There are several other possible combinations, but there seem to be enough examples to illustrate the thesis that chromosomal sex determination can be implemented in various ways. It should be noted that in order to ensure the formation of those "morphological, physiological and biochemical features of the organism", different genetic mechanisms work in each of the variants.
Unusual
In search of the optimal option, nature has developed fundamentally different ways of determining gender. In order to ensure maximum adaptability of the organism to the living conditions, she decided to take a direct part in the choice between males and females. For example, in the hatteria mentioned above, at temperatures below 22.1 degrees Celsius, females hatch from eggs, and at temperatures from 22.2 degrees and above, the probability of males appearing sharply increases. In red-eared turtles, on the contrary, with an increase in temperature, the number of males decreases.
"Sex addiction" in vulture turtles and alligators is more complex. At the minimum temperature that the eggs of these animals withstand, they develop mainly females. As the temperature increases, the number of males also increases. However, the growth curve of their number has a maximum. That is, with an increase in temperature, the number of males in the population first increases, and then begins to decrease again.
How does temperature affect the sex of the embryo? The determining role here is played by the balance of sex hormones. During the formation of the body, sex hormones are responsible for the development of sex signs. In many organisms, female hormones are derivatives of male hormones. Certain enzymes are responsible for the transformation. It is their activity that may depend on temperature. Therefore, heating or cooling the eggs of, say, reptiles will have an effect only during a certain period of embryo development – at the stage when there is a "choice" between male and female sex hormones.
The question arises, what happens in animals whose sex depends on temperature, with male and female sex chromosomes? The answer is as follows: they simply do not have sex chromosomes. That is, the production of sex hormones is programmed in non-sex chromosomes, identical in males and females, and sex is determined only by physiological and morphological, not genetic features.

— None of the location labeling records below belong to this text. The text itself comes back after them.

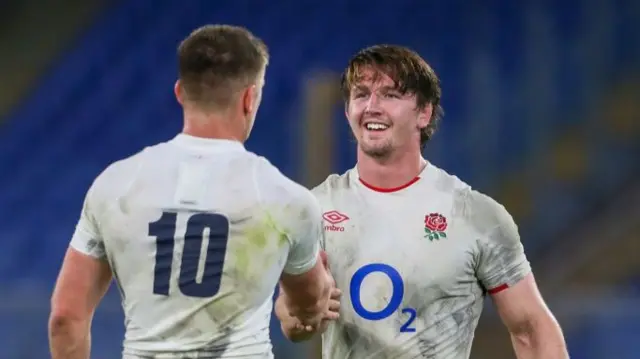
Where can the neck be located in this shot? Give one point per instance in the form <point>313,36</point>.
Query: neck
<point>210,125</point>
<point>395,171</point>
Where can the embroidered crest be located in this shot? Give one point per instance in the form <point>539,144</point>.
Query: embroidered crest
<point>435,226</point>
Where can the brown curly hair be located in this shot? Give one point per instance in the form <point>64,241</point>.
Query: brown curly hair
<point>411,73</point>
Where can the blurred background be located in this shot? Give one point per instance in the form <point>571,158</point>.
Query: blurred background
<point>542,103</point>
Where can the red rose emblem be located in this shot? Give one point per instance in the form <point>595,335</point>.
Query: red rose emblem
<point>435,222</point>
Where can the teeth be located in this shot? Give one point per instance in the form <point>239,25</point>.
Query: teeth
<point>376,126</point>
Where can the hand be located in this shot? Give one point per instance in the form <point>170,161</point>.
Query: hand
<point>293,327</point>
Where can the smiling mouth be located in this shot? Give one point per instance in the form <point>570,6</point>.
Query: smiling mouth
<point>375,126</point>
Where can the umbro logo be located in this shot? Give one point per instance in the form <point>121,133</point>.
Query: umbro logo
<point>334,217</point>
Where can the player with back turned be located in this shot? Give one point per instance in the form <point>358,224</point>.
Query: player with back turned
<point>414,249</point>
<point>196,231</point>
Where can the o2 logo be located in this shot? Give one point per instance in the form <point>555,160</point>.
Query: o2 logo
<point>396,297</point>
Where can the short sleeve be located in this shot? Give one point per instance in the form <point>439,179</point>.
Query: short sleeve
<point>502,262</point>
<point>86,238</point>
<point>305,235</point>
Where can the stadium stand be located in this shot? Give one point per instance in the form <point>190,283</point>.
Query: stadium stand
<point>540,137</point>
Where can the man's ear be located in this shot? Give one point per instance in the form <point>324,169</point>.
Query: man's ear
<point>425,115</point>
<point>249,99</point>
<point>177,91</point>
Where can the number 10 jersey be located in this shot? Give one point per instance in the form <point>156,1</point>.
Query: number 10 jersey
<point>197,233</point>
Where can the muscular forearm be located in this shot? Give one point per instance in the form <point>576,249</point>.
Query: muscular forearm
<point>69,339</point>
<point>539,341</point>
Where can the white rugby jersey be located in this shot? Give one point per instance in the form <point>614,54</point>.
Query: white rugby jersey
<point>414,264</point>
<point>197,233</point>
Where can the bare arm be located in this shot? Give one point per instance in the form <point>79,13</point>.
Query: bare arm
<point>82,282</point>
<point>292,328</point>
<point>534,331</point>
<point>306,295</point>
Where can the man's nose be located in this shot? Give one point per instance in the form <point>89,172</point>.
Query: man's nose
<point>373,105</point>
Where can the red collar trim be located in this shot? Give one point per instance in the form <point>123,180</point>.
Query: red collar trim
<point>389,190</point>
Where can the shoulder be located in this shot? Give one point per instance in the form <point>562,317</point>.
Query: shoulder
<point>334,183</point>
<point>274,186</point>
<point>117,174</point>
<point>479,211</point>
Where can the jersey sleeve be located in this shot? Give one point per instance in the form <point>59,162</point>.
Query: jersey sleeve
<point>86,238</point>
<point>305,234</point>
<point>502,262</point>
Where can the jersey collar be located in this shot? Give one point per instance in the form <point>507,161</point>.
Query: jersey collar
<point>427,172</point>
<point>207,143</point>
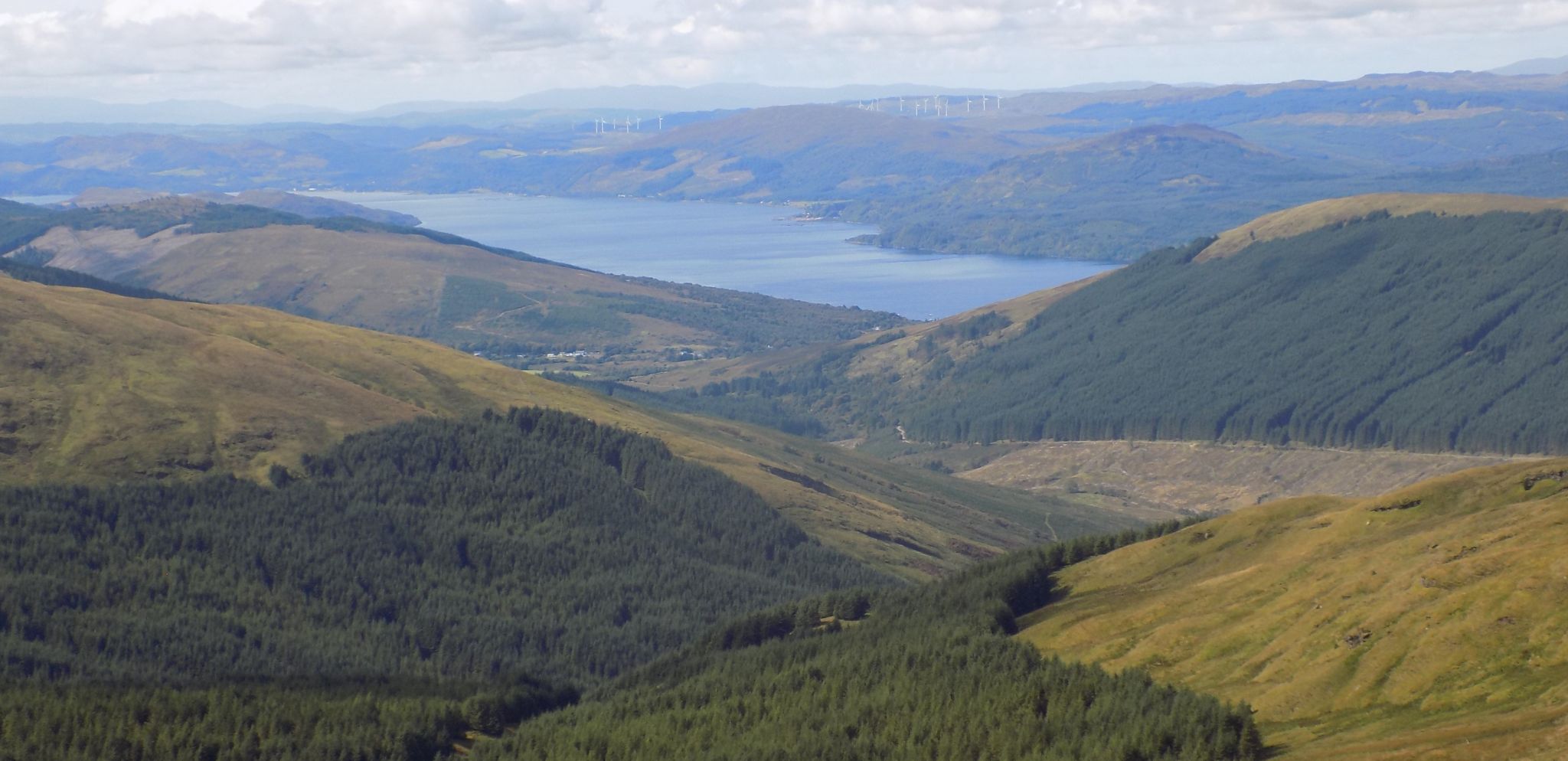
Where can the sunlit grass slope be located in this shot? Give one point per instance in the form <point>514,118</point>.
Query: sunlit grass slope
<point>100,388</point>
<point>1334,211</point>
<point>1429,623</point>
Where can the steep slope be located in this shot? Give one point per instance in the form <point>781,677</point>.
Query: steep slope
<point>1338,211</point>
<point>521,544</point>
<point>417,283</point>
<point>908,675</point>
<point>1423,623</point>
<point>1426,333</point>
<point>98,388</point>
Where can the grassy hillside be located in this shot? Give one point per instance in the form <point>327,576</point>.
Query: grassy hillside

However, it turned out that there are exceptions to this rule. In 2007, Australian scientists discovered that in the bearded agama Pogona vitticeps – lizards living in dry woodlands and rocky semi–deserts of Australia - sex is determined by both chromosomes and temperature. At elevated temperatures, agama eggs hatched mainly females, and some of them had the male genotype ZZ (female agamas carry sex chromosomes ZW). Researchers have suggested that a certain factor encoded in chromosome Z. is responsible for the formation of the male sex. When a lot of it is synthesized (genotype ZZ), male sexual characteristics are formed, when few (genotype ZW) - female. Perhaps, at elevated temperatures, the intensity of synthesis of this factor or its activity in males decreases, and the development of the embryo is directed according to the female type.

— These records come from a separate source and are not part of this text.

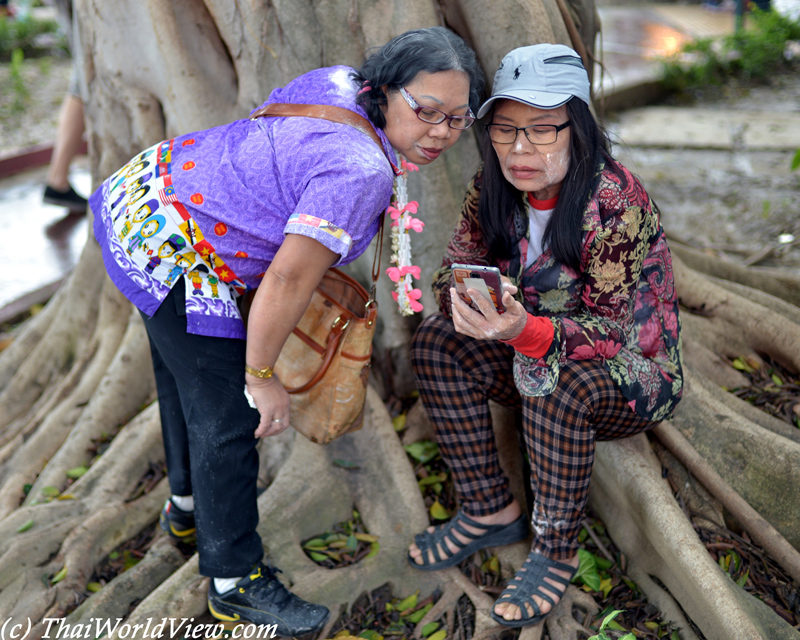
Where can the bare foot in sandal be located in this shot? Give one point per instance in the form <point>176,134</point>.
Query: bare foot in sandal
<point>537,587</point>
<point>447,544</point>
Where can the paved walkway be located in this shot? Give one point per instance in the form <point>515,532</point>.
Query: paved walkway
<point>41,242</point>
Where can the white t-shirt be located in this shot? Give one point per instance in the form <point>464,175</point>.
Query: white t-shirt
<point>539,212</point>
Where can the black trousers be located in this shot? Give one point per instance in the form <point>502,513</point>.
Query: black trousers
<point>208,436</point>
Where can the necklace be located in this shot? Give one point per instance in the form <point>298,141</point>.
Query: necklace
<point>403,222</point>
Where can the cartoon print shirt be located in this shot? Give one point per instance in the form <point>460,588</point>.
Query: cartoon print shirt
<point>621,309</point>
<point>213,206</point>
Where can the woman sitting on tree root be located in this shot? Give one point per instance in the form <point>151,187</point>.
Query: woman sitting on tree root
<point>192,223</point>
<point>588,347</point>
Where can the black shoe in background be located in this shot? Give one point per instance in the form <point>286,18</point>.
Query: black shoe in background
<point>261,598</point>
<point>70,199</point>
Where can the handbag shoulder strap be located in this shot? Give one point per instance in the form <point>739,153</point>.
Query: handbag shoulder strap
<point>342,116</point>
<point>323,112</point>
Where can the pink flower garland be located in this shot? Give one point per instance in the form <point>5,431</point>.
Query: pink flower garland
<point>406,296</point>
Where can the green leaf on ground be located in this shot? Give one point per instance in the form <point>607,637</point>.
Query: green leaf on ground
<point>399,422</point>
<point>419,614</point>
<point>423,451</point>
<point>587,571</point>
<point>407,603</point>
<point>438,512</point>
<point>59,576</point>
<point>24,527</point>
<point>429,628</point>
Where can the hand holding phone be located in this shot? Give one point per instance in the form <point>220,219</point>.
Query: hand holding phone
<point>484,279</point>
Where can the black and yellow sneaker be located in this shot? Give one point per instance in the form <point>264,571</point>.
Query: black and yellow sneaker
<point>178,523</point>
<point>261,598</point>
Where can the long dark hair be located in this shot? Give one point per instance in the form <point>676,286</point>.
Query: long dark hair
<point>500,200</point>
<point>399,61</point>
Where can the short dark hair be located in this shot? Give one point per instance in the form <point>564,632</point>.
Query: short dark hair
<point>398,62</point>
<point>499,200</point>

By the way, such a sex determination mechanism – dependent on the amount of a certain factor – is characteristic of many insects, for example, the famous Drosophila fly Drosophila melanogaster. Her sex is determined not by the combination of sex chromosomes, but by the ratio of the number of sex chromosomes X (they also have sex chromosomes Y) to the number of non-sex chromosomes. The greater this ratio, the more pronounced the female characteristics. When it is 1:3, a "super male" is formed – an individual with hypertrophied male characteristics, when it is 1:2, a normal male is formed. The ratio of the number of sex chromosomes X to the number of non–sex chromosomes 2:3 gives "supersamok", a ratio equal to 1 – normal females, and intermediate variants between 1:2 and 1 – "intersex" - flies, which have partially developed male and partially female characteristics.
Quite unusual
In some organisms, completely paradoxical, at first glance, events are associated with the definition of sex. For example, the sex of the marine worm Bonellia viridis depends on the meeting of the larva with the female. If the date takes place, the larva will develop into a male parasitic in the uterus of this female. If not, the larva will have to become a female herself.
Sex determination in coral fish Labroides dimidiatus, better known as sponges, or cleaners, also depends on the relationship of males and females. As one of the zoologists who studied these fish put it: "The cherished dream of a female guban is to become a male." The male guban "contains" a harem of several females. In the event of his death, one of them begins to change sex and eventually turns into a male. True, the female cleaners do not turn out to be quite real males: the "reborn" fish turn out to be hermaphrodites.
In the saucer snails Crepidula fornicata, each individual manages to be both male and female during their lifetime. These mollusks live in colonies: individual organisms "sit" on top of each other, forming a kind of pyramid. New individuals are formed in colonies from top to bottom. "Newborn" saucers are always males. Gradually, the male reproductive system of mollusks degrades, and they turn into females. The newly minted female is fertilized by the male formed above her.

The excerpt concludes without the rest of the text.